BELLE-7B（bloom）量化后，推理速度显著降低。 BELLE-7B（LLaMA）量化后，推理速度也下降了一部分。

代码：

import time

import torch
import torch.nn as nn

from gptq import *
from modelutils import *
from quant import *

from transformers import AutoTokenizer
from random import choice
from statistics import mean
import numpy as np


DEV = torch.device('cuda:0')

def get_bloom(model):
    import torch
    def skip(*args, **kwargs):
        pass
    torch.nn.init.kaiming_uniform_ = skip
    torch.nn.init.uniform_ = skip
    torch.nn.init.normal_ = skip
    from transformers import BloomForCausalLM
    model = BloomForCausalLM.from_pretrained(model, torch_dtype='auto')
    model.seqlen = 2048
    return model

def load_quant(model, checkpoint, wbits, groupsize):
    from transformers import BloomConfig, BloomForCausalLM
    config = BloomConfig.from_pretrained(model)
    def noop(*args, **kwargs):
        pass
    torch.nn.init.kaiming_uniform_ = noop
    torch.nn.init.uniform_ = noop
    torch.nn.init.normal_ = noop

    torch.set_default_dtype(torch.half)
    transformers.modeling_utils._init_weights = False
    torch.set_default_dtype(torch.half)
    model = BloomForCausalLM(config)
    torch.set_default_dtype(torch.float)
    model = model.eval()
    layers = find_layers(model)
    for name in ['lm_head']:
        if name in layers:
            del layers[name]
    make_quant(model, layers, wbits, groupsize)

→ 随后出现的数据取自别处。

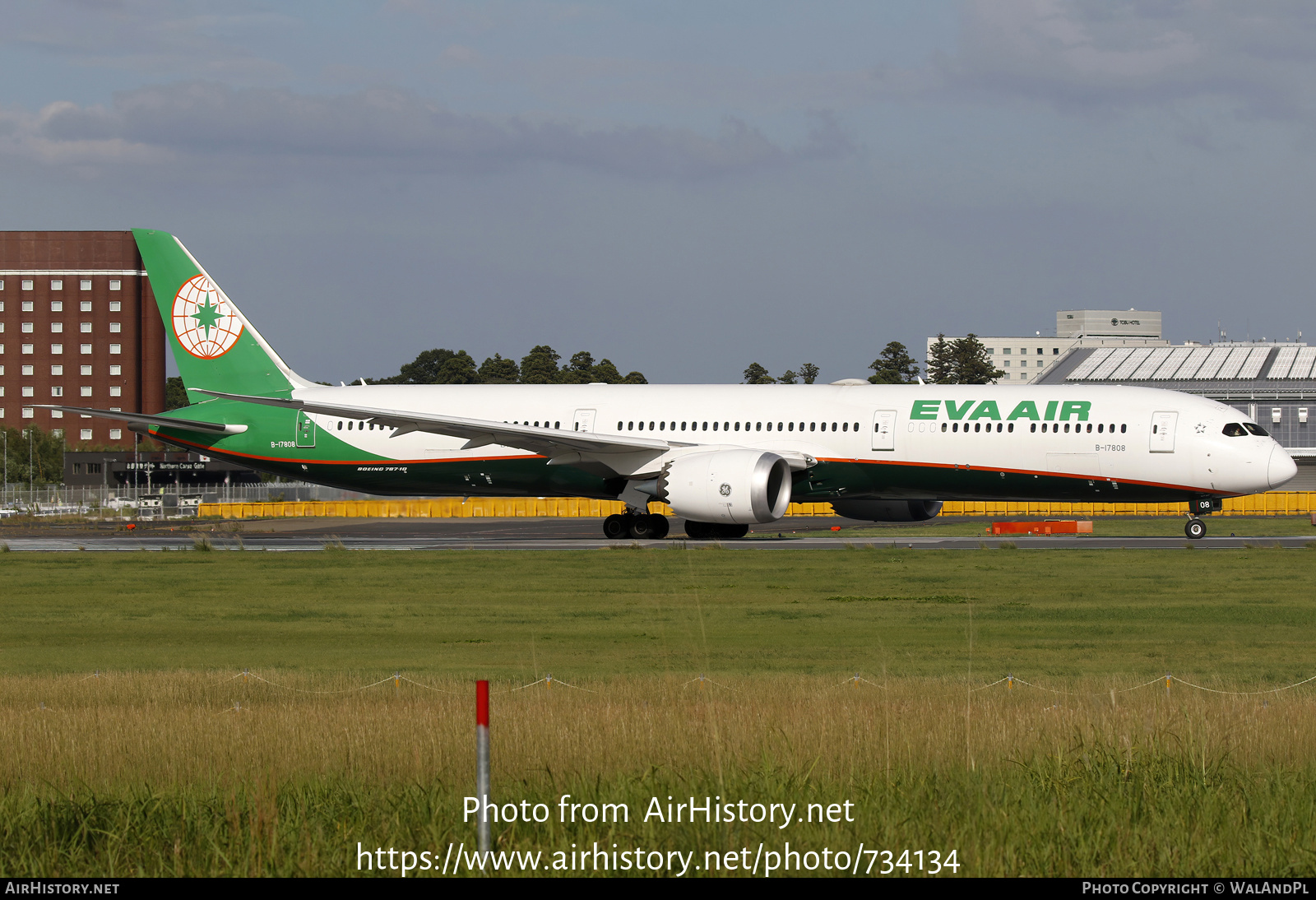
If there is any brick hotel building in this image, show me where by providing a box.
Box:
[0,231,164,448]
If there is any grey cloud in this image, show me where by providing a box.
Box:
[934,0,1316,118]
[37,83,853,178]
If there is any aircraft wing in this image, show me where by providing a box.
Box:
[35,402,248,434]
[194,388,691,458]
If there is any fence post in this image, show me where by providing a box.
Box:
[475,681,489,852]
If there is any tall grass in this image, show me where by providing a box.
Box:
[0,672,1316,876]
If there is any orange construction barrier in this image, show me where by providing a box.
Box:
[991,520,1092,534]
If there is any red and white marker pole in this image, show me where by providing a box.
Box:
[475,681,489,852]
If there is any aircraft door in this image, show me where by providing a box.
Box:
[571,409,595,432]
[1147,412,1179,452]
[298,411,316,448]
[873,409,897,450]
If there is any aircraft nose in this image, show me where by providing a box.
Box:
[1266,445,1298,488]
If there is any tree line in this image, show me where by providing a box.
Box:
[744,334,1005,384]
[366,343,649,384]
[0,428,64,487]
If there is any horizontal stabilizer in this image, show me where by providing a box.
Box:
[35,402,248,434]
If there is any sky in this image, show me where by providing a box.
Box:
[7,0,1316,382]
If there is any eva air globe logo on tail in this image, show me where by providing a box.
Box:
[174,275,242,360]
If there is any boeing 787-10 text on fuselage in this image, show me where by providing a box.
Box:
[41,229,1296,538]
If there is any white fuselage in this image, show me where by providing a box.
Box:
[294,384,1296,500]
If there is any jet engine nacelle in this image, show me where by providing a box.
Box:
[832,500,941,522]
[656,448,791,525]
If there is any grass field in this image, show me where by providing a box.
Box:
[840,516,1316,540]
[0,549,1316,875]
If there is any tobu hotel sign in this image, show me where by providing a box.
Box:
[910,400,1092,422]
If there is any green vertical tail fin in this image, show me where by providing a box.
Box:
[133,228,309,397]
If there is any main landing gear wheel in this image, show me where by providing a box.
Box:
[603,513,670,540]
[630,513,670,540]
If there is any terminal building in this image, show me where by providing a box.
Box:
[0,231,164,448]
[928,309,1169,384]
[1038,341,1316,460]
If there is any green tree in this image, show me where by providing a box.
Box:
[433,350,480,384]
[479,353,521,384]
[950,334,1005,384]
[521,343,562,384]
[928,334,956,384]
[558,350,595,384]
[869,341,919,384]
[591,360,621,384]
[0,428,64,485]
[384,347,456,384]
[164,376,192,409]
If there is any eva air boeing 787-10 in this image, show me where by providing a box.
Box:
[38,229,1298,538]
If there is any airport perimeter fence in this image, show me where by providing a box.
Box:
[0,481,373,517]
[199,491,1316,518]
[41,669,1316,712]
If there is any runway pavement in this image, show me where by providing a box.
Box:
[0,517,1312,553]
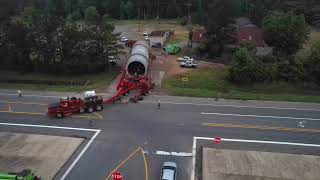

    print('Loading model ...')
    if checkpoint.endswith('.safetensors'):
        from safetensors.torch import load_file as safe_load
        model.load_state_dict(safe_load(checkpoint))
    else:
        model.load_state_dict(torch.load(checkpoint))
    model.seqlen = 2048
    print('Done.')

    return model


inputs = ["使用python写一个二分查找的代码",
          "今天天气怎么样，把这句话翻译成英语",
          "怎么让自己精力充沛，列5点建议",
          "小明的爸爸有三个孩子，老大叫王一，老二叫王二，老三叫什么？",
          "明天就假期结束了，有点抗拒上班，应该什么办？",
          "父母都姓李，取一些男宝宝和女宝宝的名字",
          "推荐几本金庸的武侠小说",
          "写一篇英文散文诗，主题是春雨，想象自己是春雨，和英国古代诗人莎士比亚交流"]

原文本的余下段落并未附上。